Il miracolo di Giachetti contro super-Raggi. La destra non può fare a meno di Berlusconi

Come si dice ? Aspettiamo altri exit poll, le proiezioni e di dati veri. Benissimo, poi però qualcosa va detto subito sul primissimo exit poll.

1) A Roma Roberto Giachetti sembra essere riuscito a fare il miracolo di portare al ballottaggio un Pd molto ammaccato (eufemismo). Giachetti pare aver battuto la candidata della destra più forte, Giorgia Meloni, mentre si profila una débacle per Alfio Marchini. Ci sarà tempo per ragionare sula naufragio della destra, ma qui azzardiamo una linea interpretativa: senza Berlusconi la destra non vince. Nemmeno una grintosa come la Meloni, sorretta dal presunto nuovo leader della destra Salvini. La Raggi è molto forte, malgrado una campagna elettorale in discesa. Raccoglie l’enorme malessere dei romani: ci sta. Ma al ballottaggio si riparte, non è ancora sindaco di Roma.

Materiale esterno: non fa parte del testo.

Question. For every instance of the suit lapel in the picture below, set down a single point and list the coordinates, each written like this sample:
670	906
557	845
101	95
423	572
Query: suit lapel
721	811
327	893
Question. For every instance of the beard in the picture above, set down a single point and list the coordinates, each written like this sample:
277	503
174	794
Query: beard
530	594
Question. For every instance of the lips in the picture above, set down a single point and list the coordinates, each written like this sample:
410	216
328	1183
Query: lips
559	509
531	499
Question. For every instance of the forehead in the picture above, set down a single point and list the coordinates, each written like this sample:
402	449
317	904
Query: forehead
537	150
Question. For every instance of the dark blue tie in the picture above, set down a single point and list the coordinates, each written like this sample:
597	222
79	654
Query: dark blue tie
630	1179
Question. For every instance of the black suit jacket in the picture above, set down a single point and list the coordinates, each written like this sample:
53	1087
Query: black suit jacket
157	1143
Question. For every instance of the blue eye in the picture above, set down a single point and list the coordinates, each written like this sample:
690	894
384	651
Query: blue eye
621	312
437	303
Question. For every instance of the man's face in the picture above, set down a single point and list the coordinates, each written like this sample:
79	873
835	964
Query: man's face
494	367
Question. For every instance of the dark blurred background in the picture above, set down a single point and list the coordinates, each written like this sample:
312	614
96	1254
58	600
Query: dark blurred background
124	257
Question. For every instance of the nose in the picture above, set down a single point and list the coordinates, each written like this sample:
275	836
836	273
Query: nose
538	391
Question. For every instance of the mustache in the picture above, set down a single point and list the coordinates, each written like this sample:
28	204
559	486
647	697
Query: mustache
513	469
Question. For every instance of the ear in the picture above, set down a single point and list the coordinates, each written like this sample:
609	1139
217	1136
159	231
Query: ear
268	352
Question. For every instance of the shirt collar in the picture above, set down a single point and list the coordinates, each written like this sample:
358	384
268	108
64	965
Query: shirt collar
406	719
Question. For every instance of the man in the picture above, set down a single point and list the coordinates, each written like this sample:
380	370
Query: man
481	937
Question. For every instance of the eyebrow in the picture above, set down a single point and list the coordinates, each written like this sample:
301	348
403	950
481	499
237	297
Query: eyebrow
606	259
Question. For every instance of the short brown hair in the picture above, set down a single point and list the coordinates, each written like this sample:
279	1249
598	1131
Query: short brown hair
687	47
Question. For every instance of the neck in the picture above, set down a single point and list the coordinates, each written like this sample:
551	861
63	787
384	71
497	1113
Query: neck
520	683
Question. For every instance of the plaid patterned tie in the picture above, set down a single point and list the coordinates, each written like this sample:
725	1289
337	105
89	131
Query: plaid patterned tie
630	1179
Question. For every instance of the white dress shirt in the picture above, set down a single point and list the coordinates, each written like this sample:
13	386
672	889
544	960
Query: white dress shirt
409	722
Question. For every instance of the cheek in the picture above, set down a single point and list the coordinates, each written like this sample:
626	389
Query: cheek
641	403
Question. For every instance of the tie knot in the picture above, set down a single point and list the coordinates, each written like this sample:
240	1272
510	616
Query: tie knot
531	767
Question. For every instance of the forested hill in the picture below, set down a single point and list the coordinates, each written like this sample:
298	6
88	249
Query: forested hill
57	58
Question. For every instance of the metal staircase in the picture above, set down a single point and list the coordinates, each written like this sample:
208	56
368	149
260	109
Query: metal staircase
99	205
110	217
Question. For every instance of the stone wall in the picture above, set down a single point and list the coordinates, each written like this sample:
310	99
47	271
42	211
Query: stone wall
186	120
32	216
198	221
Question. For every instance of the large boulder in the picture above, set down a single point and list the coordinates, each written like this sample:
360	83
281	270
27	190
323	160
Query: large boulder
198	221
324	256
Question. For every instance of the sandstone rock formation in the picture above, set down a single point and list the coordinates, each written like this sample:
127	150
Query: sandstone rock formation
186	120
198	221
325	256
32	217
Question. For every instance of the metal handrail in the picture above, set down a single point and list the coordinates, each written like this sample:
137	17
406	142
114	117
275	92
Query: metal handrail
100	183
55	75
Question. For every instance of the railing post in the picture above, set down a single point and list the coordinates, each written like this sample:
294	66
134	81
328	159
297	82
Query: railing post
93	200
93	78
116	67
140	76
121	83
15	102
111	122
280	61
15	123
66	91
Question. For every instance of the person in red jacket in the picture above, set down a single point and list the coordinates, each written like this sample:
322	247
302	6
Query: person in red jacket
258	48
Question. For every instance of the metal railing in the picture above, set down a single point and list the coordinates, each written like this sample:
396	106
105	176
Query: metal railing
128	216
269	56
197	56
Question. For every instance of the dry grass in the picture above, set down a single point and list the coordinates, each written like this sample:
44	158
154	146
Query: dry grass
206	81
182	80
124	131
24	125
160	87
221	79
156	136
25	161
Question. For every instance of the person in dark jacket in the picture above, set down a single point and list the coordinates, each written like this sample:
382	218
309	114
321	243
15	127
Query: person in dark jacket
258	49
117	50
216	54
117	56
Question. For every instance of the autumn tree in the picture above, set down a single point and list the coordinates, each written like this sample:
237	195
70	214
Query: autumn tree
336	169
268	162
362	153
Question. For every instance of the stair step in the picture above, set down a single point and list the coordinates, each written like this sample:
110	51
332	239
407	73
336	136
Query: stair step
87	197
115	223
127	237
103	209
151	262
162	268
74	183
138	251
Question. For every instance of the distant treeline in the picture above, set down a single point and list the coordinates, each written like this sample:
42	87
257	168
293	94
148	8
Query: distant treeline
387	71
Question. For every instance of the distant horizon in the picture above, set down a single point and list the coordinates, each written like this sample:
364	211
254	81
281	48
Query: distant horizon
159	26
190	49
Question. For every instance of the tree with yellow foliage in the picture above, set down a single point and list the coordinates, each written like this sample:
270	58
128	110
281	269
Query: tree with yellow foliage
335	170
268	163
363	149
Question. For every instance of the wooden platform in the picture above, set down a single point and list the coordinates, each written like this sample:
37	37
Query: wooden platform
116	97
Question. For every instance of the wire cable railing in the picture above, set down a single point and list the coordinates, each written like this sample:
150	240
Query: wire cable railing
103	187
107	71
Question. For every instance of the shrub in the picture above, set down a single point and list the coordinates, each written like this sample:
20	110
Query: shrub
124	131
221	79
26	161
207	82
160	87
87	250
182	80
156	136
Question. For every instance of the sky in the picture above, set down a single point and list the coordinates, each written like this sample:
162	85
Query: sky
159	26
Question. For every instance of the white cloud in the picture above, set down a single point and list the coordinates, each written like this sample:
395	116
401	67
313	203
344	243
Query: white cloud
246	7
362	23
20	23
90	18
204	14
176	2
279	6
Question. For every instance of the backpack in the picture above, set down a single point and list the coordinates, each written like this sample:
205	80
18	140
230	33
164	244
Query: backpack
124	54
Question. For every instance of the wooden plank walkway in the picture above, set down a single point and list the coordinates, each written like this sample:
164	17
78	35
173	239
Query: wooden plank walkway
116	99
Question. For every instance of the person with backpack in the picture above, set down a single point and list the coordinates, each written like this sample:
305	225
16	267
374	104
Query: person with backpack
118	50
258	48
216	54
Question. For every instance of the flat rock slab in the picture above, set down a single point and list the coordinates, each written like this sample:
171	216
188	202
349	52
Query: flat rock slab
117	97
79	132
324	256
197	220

2) A Milano c’è il grande equilibrio fra Sala e Parisi. Sala sembra davanti, e in questi casi ogni punticino è prezioso. Servirà una grande spinta popolare, dal basso, per vincere.

3) A Napoli vince il Masaniello de Magistris, com’era nelle aspettative. Dal primo exit poll, andrebbe al ballottaggio Lettieri – la destra – mentre il Pd, con Valeria Valente, resterebbe fuori. Anche questo, forse ci sta, il lavoro per il Pd è lungo.

4) Una breve considerazione sulla sinistra-sinistra: un’altra operazione fallita. Lì c’è davvero molto da riflettere sul da farsi. Una linea estremista non paga: il malcontento va da altre parti – de Magistris, Raggi – e la prospettiva politica resta nebulosissima.